The funny part is that when I started doing this, I was a bit concerned that other parents would think I was weird, but the gifts we chose were hits. It started sort of a trend in my “set”. Go figure!

Liz Jenkins is a Professional Organizer and owner of a fresh space :: home staging and thoughtful organizing, based in Franklin, TN. Visit her at


Birthdays Without Pressure

This site has a lot of information, but there are some interesting suggestions on the "Ideas for Parents" page, as follows:

Many parents have expressed concern about their children receiving too many gifts, not having places to store the gifts they receive, and gifts being too much of a focus at birthday parties. The following ideas were suggested by other parents as helpful in keeping gifts from getting out of control. Each idea has worked for actual families. See which ones might work for you.
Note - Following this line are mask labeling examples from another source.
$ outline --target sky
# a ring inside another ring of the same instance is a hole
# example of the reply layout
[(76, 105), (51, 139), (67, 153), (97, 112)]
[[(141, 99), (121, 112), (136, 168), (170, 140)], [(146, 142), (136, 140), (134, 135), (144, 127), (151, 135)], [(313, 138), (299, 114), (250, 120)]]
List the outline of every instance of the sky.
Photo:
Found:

  • Explain to the birthday child that they will already be receiving plenty of gifts from family members, but that the friend party is just for fun. Write on the party invitation “presence/no presents.”
  • Ask the invitees to bring something to donate rather than a gift. On the invitation you may write that “gifts are by no means necessary, but that any gifts will be gratefully received on behalf of ____ charity.” Options for places to donate include: a community outreach program, day care for mentally challenged children, children’s hospital, pet shelter, etc.
  • Ask the invitees to bring their favorite new or used book to donate to a local library or shelter or have all the invitees exchange books at the party.
  • Ask grandparents and family members to give no more than 1 gift. If they feel they need to give more ask them to donate $10 to the birthday child’s 529 account.
  • Ask for no gifts and suggest that invitees bring a canned food item to give to the local food pantry.
  • Give your child one nice present instead of several. Explain that the party itself is part of the present.
  • Ask the invitees to bring a smile, themselves, and their favorite birthday wish song.
  • In lieu of a gift, ask invitees to bring a favorite memory that they share with the birthday child. They may choose to draw a picture that reminds them of the memory and bring it.
  • Put gifts that are duplicates or not age appropriate at the time of the birthday into a large box in the basement. At the end of the year, donate all of the stored toys.
  • Have the birthday child write thank you notes before playing with any of the newly received gifts.
  • Make a fancy homemade certificate giving the birthday child the gift of a special outing with a parent such as to a museum, science center, sledding, beach day, camping, etc.
  • Ask invitees to bring something small and creative in lieu of a toy like seeds for a garden, or cool photos for a scrapbook.